Keywords

1 Introduction

With the continuous development of information technology, the data generated in daily life, industrial productions and scientific researches are exploding. The convergence of high-performance computing and big data processing is becoming a promising solution to efficiently tackle with the massive data.

MapReduce is a programming paradigm popularized by Google [1] which presents a parallel computing model and method for large-scale data processing. Implementations of MR-MPI [5] have given practical and feasible solutions to transplant MapReduce to high-performance computing system. However, MR-MPI suffers from a severe shortcoming which is its simple memory management. In our previous work, we presented Mimir [2] which is an optimized framework based on MR-MPI. Mimir redesigns the execution model to incorporate a number of sophisticated optimization techniques that achieve similar or better performance with significant reduction in the amount of memory used. Nevertheless, we can see that MR-MPI and Mimir mainly perform their calculation in CPUs.

Among the latest TOP500 list published in June 2018, Summit captured the number one spot with a performance of 122.3 petaflops on High Performance Linpack. Each node of Summit is equipped with two 22-core Power9 CPUs, and six NVIDIA Tesla V100 GPUs. Summit’s championship demonstrated the capabilities and potentiality of heterogeneous high-performance computing system. Although MapReduce-MPI and Mimir can implement the MapReduce model well on high-performance computing system, their lack of heterogeneous architecture will cause a problem that the heterogeneous resources cannot be fully utilized.

We continued the work of Mimir and present Mimir+ in this paper. This work targets to promote the calculation speed of Mimir and support heterogeneous GPU acceleration on high-performance computing system.

The remainder of the paper is organized as follows. Section 2 introduces the optimizations of Mimir+. Section 3 describes the experimental environment and results. Other research related to our paper is presented in Sect. 4. We conclude this paper in Sect. 5.

2 Design of Mimir+

In this section, we introduce the main optimizations and designs in Mimir+.

2.1 Heterogeneous Workflow

The original Mimir designs two special objects called KV containers and KMV containers to help manage the intermediate data \({<}key, value{>}\) pairs between map phase and reduce phase. Similar to Mimir and MR-MPI, Mimir+ still adopts the KV containers and four basic phases: map, aggregate, convert and reduce. However, in order to further improve the computation speed, we reconstruct a heterogeneous workflow for Mimir+. Specifically, Mimir+ integrates the map phase and the aggregate phase into one process called MAP, and the convert phase and the reduce phase are integrated into another process called REDUCE.

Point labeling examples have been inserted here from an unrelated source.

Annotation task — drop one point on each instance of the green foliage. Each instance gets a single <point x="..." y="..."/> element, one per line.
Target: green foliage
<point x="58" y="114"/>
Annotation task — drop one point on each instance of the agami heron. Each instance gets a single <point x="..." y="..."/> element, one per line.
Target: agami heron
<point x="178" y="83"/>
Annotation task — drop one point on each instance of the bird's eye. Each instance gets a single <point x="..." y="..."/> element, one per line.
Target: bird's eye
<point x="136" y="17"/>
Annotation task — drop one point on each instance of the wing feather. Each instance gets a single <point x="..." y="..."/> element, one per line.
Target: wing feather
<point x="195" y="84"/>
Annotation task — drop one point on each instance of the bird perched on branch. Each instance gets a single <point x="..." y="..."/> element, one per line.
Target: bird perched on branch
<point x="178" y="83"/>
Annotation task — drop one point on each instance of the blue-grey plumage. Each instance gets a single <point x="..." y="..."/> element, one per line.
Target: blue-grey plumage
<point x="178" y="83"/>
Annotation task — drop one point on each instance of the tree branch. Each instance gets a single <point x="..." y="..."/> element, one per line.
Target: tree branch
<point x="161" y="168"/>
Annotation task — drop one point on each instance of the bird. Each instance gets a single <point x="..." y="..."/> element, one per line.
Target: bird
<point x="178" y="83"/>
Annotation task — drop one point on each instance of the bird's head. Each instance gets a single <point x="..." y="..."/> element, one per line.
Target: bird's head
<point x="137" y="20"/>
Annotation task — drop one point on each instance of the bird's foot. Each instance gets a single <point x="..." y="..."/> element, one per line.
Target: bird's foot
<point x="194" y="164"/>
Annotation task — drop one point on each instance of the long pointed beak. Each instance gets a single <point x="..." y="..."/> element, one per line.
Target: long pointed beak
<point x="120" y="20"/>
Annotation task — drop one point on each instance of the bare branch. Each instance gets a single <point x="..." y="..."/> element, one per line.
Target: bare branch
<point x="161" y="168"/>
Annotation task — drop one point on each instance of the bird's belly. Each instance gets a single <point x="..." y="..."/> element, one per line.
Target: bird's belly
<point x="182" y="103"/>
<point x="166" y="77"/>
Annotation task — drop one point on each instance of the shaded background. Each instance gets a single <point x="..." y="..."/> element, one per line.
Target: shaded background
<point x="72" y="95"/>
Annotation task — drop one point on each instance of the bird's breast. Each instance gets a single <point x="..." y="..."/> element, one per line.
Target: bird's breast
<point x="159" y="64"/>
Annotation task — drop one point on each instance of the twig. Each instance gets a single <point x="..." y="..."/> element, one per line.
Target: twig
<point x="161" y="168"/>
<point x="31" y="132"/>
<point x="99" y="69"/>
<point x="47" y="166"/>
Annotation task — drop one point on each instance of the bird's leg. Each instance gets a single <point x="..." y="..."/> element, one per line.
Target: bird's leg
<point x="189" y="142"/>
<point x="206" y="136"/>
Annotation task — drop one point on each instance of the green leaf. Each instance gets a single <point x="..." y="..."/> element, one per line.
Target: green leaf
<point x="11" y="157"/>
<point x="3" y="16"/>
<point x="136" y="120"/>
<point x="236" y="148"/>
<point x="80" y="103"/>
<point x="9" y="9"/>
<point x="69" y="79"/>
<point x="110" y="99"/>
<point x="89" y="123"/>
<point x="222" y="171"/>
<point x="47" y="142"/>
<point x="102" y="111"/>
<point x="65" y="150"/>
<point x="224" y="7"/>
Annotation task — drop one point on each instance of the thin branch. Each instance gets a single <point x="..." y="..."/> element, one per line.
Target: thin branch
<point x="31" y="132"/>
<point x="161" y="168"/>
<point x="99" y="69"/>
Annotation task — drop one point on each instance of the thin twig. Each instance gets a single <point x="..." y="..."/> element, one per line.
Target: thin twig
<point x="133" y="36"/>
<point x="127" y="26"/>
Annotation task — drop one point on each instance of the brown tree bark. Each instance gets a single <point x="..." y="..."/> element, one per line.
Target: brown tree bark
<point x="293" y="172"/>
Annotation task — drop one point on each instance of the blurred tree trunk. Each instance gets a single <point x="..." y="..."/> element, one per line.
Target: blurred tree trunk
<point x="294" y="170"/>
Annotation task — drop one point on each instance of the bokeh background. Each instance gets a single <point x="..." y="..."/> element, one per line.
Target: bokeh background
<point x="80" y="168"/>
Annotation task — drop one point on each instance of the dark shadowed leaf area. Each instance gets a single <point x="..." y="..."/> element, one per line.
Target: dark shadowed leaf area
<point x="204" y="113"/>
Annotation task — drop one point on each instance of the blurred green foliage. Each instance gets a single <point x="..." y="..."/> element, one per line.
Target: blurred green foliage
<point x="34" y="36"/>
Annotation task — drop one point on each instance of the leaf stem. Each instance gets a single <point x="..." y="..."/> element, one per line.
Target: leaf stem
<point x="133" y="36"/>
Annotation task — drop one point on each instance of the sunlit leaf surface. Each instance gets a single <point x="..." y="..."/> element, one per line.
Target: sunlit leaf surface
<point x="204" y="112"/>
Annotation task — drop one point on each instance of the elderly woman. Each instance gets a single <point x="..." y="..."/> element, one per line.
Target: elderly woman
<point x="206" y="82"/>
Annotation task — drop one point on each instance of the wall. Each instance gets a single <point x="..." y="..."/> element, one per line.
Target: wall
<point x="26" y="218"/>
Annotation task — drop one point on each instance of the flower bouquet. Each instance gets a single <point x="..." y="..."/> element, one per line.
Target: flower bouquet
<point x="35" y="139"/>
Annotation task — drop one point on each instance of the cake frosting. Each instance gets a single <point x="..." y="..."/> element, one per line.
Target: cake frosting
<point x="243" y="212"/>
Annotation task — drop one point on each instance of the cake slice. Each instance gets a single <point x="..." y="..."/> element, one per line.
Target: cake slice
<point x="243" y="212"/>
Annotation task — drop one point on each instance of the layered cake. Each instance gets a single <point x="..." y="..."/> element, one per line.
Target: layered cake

Figure 1 shows the reconstructed workflow of Mimir+. The first thing to do in MAP is to process the input data according to a user-defined callback function. Here, we implement a new interface for GPU to perform the map jobs and users can select whether to perform the calculation on the GPU or on CPU by using the corresponding interfaces. Then, Mimir+ performs the MPI_Alltoallv function to exchange the KVs and stored them in KVCs through an interleaved execution model. When the MAP process ends, the REDUCE process starts and Mimir+ converts \({<}key, value{>}\) in KVC to \({<}key, {<}value1, value2, value3...{>}{>}\) into the KMVC. Mimir+ also has two types of interfaces in reduce phase for users to determine whether they will use GPU to calculate the reduce jobs or not. A user-defined reduce_GPU function implemented in CUDA is needed to start the data processing in GPU and the final output data will be transferred back from GPU memory.

2.2 Design of GPU Acceleration Modules

When we implement the heterogeneous workflow of Mimir+, we can’t simply load the map/reduce tasks and data into GPU because GPU is not suitable for receiving fragmented data. Here we propose a concept of Pre-acceleration. Pre-acceleration actually refers to the operations we perform before we use GPU to calculate data. Specifically, operations like data partitioning, data communication and data transmission required before GPU acceleration can all be regarded as a part of Pre-acceleration. In combining the concept of Pre-acceleration, we divide the GPU acceleration process into four modules to achieve an efficient and convenient management. Figure 2 shows a brief architecture of Pre-processing Module, Transmission Module, Calculation Module and Feedback Module.

Fig. 1.
figure 1

Workflow of Mimir+

Fig. 2.
figure 2

GPU acceleration modules

3 Evaluation

In this section, we evaluate the acceleration effect of Mimir+ and compare it with the original Mimir.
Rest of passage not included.